Most people credit Steve Bannon with crafting the executive orders Trump signed during his first days in the White House. They unleashed a storm of upheaval and created the illusion that the new president was actually going to fulfill his campaign promises.
With the benefit of hindsight, it might be time to revisit that assumption. It looks like Bannon is actually pretty bad at crafting executive orders. Let’s review some of them.
There was the one about lobbying that has become Trump’s swipe at draining the swamp (while he fills the entire federal government with Wall Streeters). Here’s what the Washington Post wrote about that executive order:
On Jan. 28, Trump signed an order that he said would impose a five-year ban on lobbying after government service by executive-branch officials. This appeared broader than the language in the contract, which said it would apply to White House officials, but it actually fails to fulfill his repeated pledge to “drain the swamp.” There is no reference in an executive order to a ban on congressional officials. The five-year ban applies only to lobbying one’s former agency — not becoming a lobbyist. Moreover, Trump actually weakened some of the language from similar bans under Obama and George W. Bush, and reduced the level of transparency. Given that this action in many ways is a step backward, we will label this as a promise broken.
The Keystone XL Pipeline will not be subject to President Donald Trump’s executive order requiring infrastructure projects to be built with American steel, a White House spokeswoman said today.
The most notable executive order was Trump’s so-called “travel ban,” which initially caused chaos at airports all over the country and was eventually blocked. Even though it is still winding its way through the courts, Kevin Drum noted a couple of weeks ago that it is effectively dead.
As you’ll recall, the original immigration order was temporary: it would last about three months, which would give the Trump administration time to put “extreme vetting” procedures into place. That three months is up at the end of May…
At some point in May or June, the case becomes legally moot.
Finally, as Roger Parloff writes today, the most unconstitutional of Trump’s executive orders is probably the one about pulling federal funding from sanctuary cities. The first problem is that there is no clear definition of the term “sanctuary city” and the executive order doesn’t bother to provide one.
Its defunding provisions begin by giving the secretary of Homeland Security seemingly unreviewable authority to declare municipalities to be “sanctuary jurisdictions,” and to do so without clearly defining what such a jurisdiction is. (The vagueness of this definition, and the absence of an opportunity to contest the designation, both appear to violate due process.)
From there, Parloff writes that the order’s constitutional flaws are “multilayered, fundamental, and unsalvageable.”
[It] appears to offend the principles of separation of powers, due process, and interpretations of both the Tenth Amendment (establishing that the federal government only has powers specifically delegated to it by the Constitution) and limits on Congress’s spending power that have been mainly championed by conservative justices — including President Trump’s own claimed judicial hero, Antonin Scalia.
It strikes me that the very argument the Supreme Court used to give states the right to reject Medicaid expansion in Obamacare might also apply here.
As a matter of fact, this executive order is so unconstitutional that even Trump’s Justice Department isn’t defending its core activities in lawsuits that are piling up against it.
Instead, [DOJ] has adopted a version of the now-familiar refrain with which the president’s lawyers and handlers defend so many of his statements: We mustn’t take him so literally…

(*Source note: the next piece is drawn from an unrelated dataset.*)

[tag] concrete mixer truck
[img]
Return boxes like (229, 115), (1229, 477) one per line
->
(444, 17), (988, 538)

They suggest that the order need not be applied as broadly as its literal language might permit. Since the secretary of Homeland Security has not yet designated any city a “sanctuary jurisdiction” — the event that, according to the order’s terms, triggers the attorney general’s obligation to take “appropriate enforcement action” — they argue that the lawsuits are premature (or, “not ripe,” in lawyers’ terms), and that the plaintiffs lack “standing” to sue (i.e., haven’t been harmed yet) and do not face “irreparable harm” (a necessary condition before they can win a court injunction blocking the order).
If the Justice Department is correct, then, might the defunding threat really have just been an empty, symbolic propaganda gesture?
To the extent that Bannon knew what he was doing when he crafted this executive order, the answer to that last question would be “yes,” it is nothing but “an empty, symbolic propaganda gesture.” On the other hand, perhaps Bannon is simply incompetent (or willfully ignorant) when it comes to understanding the Constitution.